A Atualidade do Tema: Rituais Seculares e Novos Mitos
No mundo contemporâneo, marcado pelo avanço da secularização e do individualismo, muitos acreditam que os mitos e ritos perderam força. No entanto, como observa o sociólogo Clifford Geertz, toda cultura humana, mesmo a mais secular, se ancora em mitos e os reforça por meio de rituais simbólicos – mesmo que inconscientemente.
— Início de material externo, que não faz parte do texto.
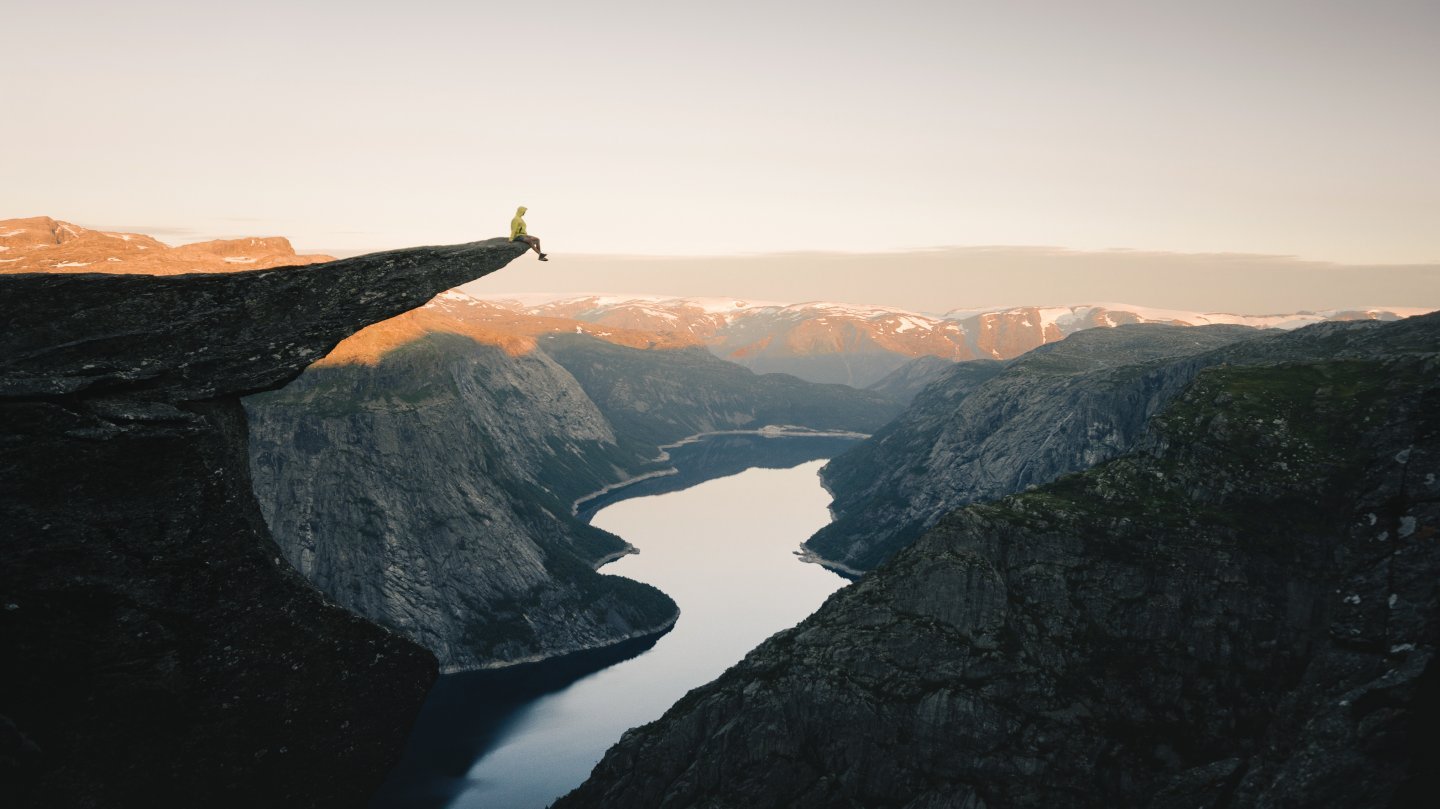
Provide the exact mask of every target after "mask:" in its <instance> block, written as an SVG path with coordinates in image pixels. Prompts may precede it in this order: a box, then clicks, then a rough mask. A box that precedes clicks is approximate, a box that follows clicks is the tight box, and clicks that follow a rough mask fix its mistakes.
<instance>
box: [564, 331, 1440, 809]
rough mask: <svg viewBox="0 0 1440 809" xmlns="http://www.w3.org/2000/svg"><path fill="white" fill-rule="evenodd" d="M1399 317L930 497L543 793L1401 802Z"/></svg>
mask: <svg viewBox="0 0 1440 809" xmlns="http://www.w3.org/2000/svg"><path fill="white" fill-rule="evenodd" d="M1414 320H1416V321H1413V322H1405V324H1397V325H1391V327H1384V328H1371V330H1351V331H1345V330H1329V331H1325V333H1323V334H1320V338H1322V340H1320V341H1322V343H1329V344H1331V347H1335V348H1341V351H1339V353H1341V354H1344V356H1342V357H1333V356H1332V357H1326V358H1323V360H1320V361H1312V363H1293V361H1279V363H1272V364H1267V366H1220V367H1210V369H1207V370H1204V371H1201V373H1200V374H1198V377H1197V379H1195V380H1194V383H1192V384H1191V386H1189V387H1188V389H1187V390H1185V392H1184V393H1182V394H1181V396H1179V397H1176V399H1174V400H1172V402H1171V403H1169V405H1168V406H1166V407H1165V410H1164V412H1162V413H1161V415H1159V416H1158V417H1156V419H1153V420H1152V422H1151V426H1149V430H1148V432H1146V433H1145V436H1143V438H1142V439H1140V440H1139V442H1138V445H1136V451H1135V452H1132V453H1129V455H1125V456H1122V458H1116V459H1113V461H1110V462H1107V464H1103V465H1100V466H1096V468H1094V469H1090V471H1087V472H1083V474H1079V475H1071V476H1067V478H1063V479H1060V481H1057V482H1054V484H1050V485H1045V487H1040V488H1038V489H1035V491H1032V492H1027V494H1020V495H1012V497H1007V498H1004V500H999V501H995V502H991V504H985V505H971V507H966V508H963V510H960V511H958V512H955V514H952V515H949V517H946V518H945V520H943V521H942V523H940V524H939V525H936V527H935V528H933V530H932V531H929V533H927V534H926V535H924V537H923V538H920V540H919V541H917V543H914V544H913V546H910V547H907V548H904V550H901V551H899V553H897V554H896V556H894V559H891V560H890V561H888V563H887V564H884V566H881V567H880V569H878V570H876V571H874V573H871V574H868V576H865V577H864V579H861V580H860V582H858V583H855V584H852V586H851V587H847V589H845V590H841V592H840V593H837V595H835V596H832V597H831V599H829V600H828V602H827V603H825V605H824V606H822V607H821V609H819V610H818V612H816V613H815V615H814V616H812V618H809V619H806V620H805V622H804V623H801V625H799V626H796V628H795V629H791V631H786V632H782V633H780V635H776V636H775V638H772V639H770V641H768V642H765V643H763V645H762V646H759V648H757V649H756V651H755V652H752V654H750V655H749V656H747V658H746V659H744V661H743V662H742V664H739V665H737V666H734V668H733V669H730V671H729V672H726V674H724V675H723V677H721V678H720V679H717V681H716V682H713V684H710V685H706V687H703V688H700V690H696V691H693V692H691V694H690V695H687V697H685V698H684V700H681V701H680V702H678V704H677V705H675V707H674V708H671V710H670V711H668V713H667V714H665V715H664V717H662V718H661V720H660V721H657V723H654V724H649V726H645V727H641V728H636V730H634V731H631V733H628V734H626V736H625V737H624V738H622V740H621V743H619V744H618V746H616V747H613V749H612V750H611V751H609V753H608V754H606V757H605V760H603V761H602V763H600V764H599V766H598V767H596V770H595V773H593V774H592V777H590V780H588V782H586V783H585V785H583V786H582V787H580V789H577V790H576V792H573V793H572V795H570V796H567V797H566V799H563V800H562V802H560V803H557V808H562V809H572V808H577V806H626V808H642V806H670V808H685V806H706V808H711V809H717V808H742V806H744V808H769V806H775V808H779V806H786V808H801V809H804V808H822V806H824V808H832V806H855V808H858V806H897V808H910V809H920V808H926V809H932V808H933V809H937V808H971V809H973V808H982V806H992V808H994V806H1037V808H1038V806H1153V808H1182V806H1233V808H1250V806H1256V808H1259V806H1416V805H1423V803H1424V802H1426V800H1427V799H1430V797H1433V795H1434V787H1436V786H1437V783H1436V782H1437V777H1436V773H1434V769H1433V766H1431V761H1430V760H1428V759H1427V751H1428V750H1431V749H1433V747H1434V744H1436V741H1440V738H1437V731H1436V727H1437V720H1440V715H1437V714H1440V711H1437V705H1440V666H1437V664H1436V658H1434V655H1436V646H1437V642H1440V584H1437V583H1440V544H1437V541H1436V540H1437V535H1440V357H1437V354H1436V347H1437V345H1440V318H1437V317H1427V318H1414ZM1292 348H1296V347H1295V345H1290V347H1282V348H1280V350H1279V351H1276V353H1273V354H1272V358H1274V360H1284V357H1286V354H1289V353H1290V350H1292ZM1246 350H1247V351H1260V347H1259V344H1256V343H1251V344H1247V345H1246Z"/></svg>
A cultura do consumo, por exemplo, está repleta de mitos modernos (o mito da felicidade via aquisição, o mito do sucesso pessoal) e rituais associados (compras em datas festivas, eventos corporativos, rituais de produtividade). A “Black Friday”, por exemplo, tornou-se um rito global que reforça o mito do consumo como caminho para a realização.
Essa constatação exige reflexão: quais mitos estamos reforçando em nossa vida cotidiana por meio dos ritos que praticamos? E, mais importante ainda, esses mitos nos conduzem à verdade, à liberdade e à vida plena, ou ao vazio, à alienação e à escravidão?
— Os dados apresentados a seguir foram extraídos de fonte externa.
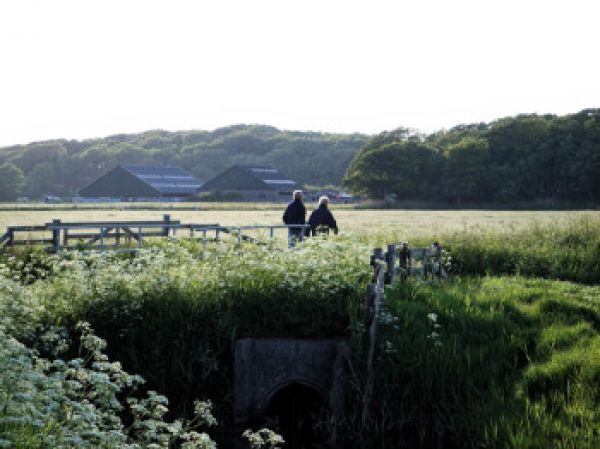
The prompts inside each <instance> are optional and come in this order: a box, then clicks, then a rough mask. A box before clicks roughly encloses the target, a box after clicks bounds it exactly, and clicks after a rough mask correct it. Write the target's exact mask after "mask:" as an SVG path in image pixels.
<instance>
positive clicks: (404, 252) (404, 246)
mask: <svg viewBox="0 0 600 449" xmlns="http://www.w3.org/2000/svg"><path fill="white" fill-rule="evenodd" d="M398 258H399V261H400V269H401V270H402V277H405V276H408V275H409V274H410V273H409V272H408V269H409V267H408V258H409V252H408V243H401V244H400V251H398Z"/></svg>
A Bíblia e o Rito que Liberta
A Bíblia está repleta de ritos que apontam para mitos fundantes. O Êxodo, por exemplo, é tanto um mito histórico quanto espiritual – e sua perpetuação ritual é ordenada por Deus:
“Comemorem esta cerimônia como decreto perpétuo para vocês e para seus descendentes.” (Êxodo 12:24 – NVI)
O cordeiro pascal, o pão sem fermento, o sangue nos umbrais das portas – todos esses elementos rituais são símbolos de um mito que moldou a identidade de Israel: a libertação do cativeiro pelo poder de Deus.
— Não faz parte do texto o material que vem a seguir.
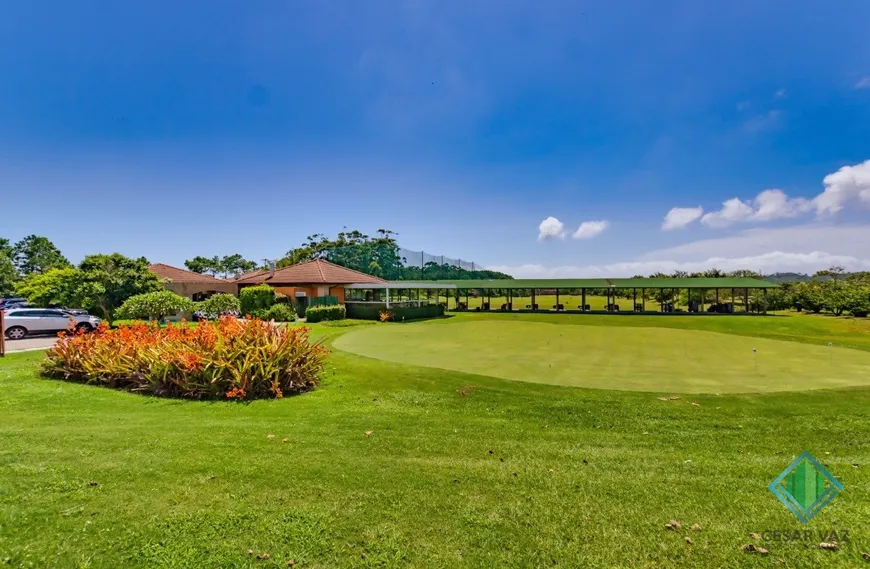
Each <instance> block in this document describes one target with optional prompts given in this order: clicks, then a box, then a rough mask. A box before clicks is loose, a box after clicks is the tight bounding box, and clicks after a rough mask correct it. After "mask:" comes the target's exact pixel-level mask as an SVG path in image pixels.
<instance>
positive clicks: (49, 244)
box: [12, 235, 70, 276]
No Novo Testamento, Paulo interpreta esse rito à luz do Cristo:
“Cristo, nosso Cordeiro pascal, foi sacrificado por nós.” (1 Coríntios 5:7 – NVI)
A ceia, o batismo, o louvor congregacional, os jejuns e as orações são ritos que atualizam o mito da nova aliança, reafirmando nossa fé, nossa salvação e nosso pertencimento ao Corpo de Cristo.
Considerações Finais: Viver o Mito com Consciência
Entender que o rito reforça o mito é reconhecer o poder das ações simbólicas em nossa formação espiritual, social e psíquica. Ignorar essa verdade pode nos tornar reféns de mitos vazios e ritos sem sentido. Mas abraçar conscientemente os ritos que expressam a verdade do Evangelho, da fraternidade e do amor nos reconecta com o sagrado.
Como afirmou Victor Turner, antropólogo da religião:
“O rito é o drama onde o sagrado se manifesta.”
Que nossas vidas sejam rituais vivos de um mito verdadeiro, como exortou o apóstolo Paulo:
“Portanto, irmãos, rogo-lhes pelas misericórdias de Deus que se ofereçam em sacrifício vivo, santo e agradável a Deus; este é o culto racional de vocês.” (Romanos 12:1 – NVI)
Assim, vivemos o rito que reforça o mito maior: Deus entre nós, Emmanuel, transformando cada gesto em eternidade.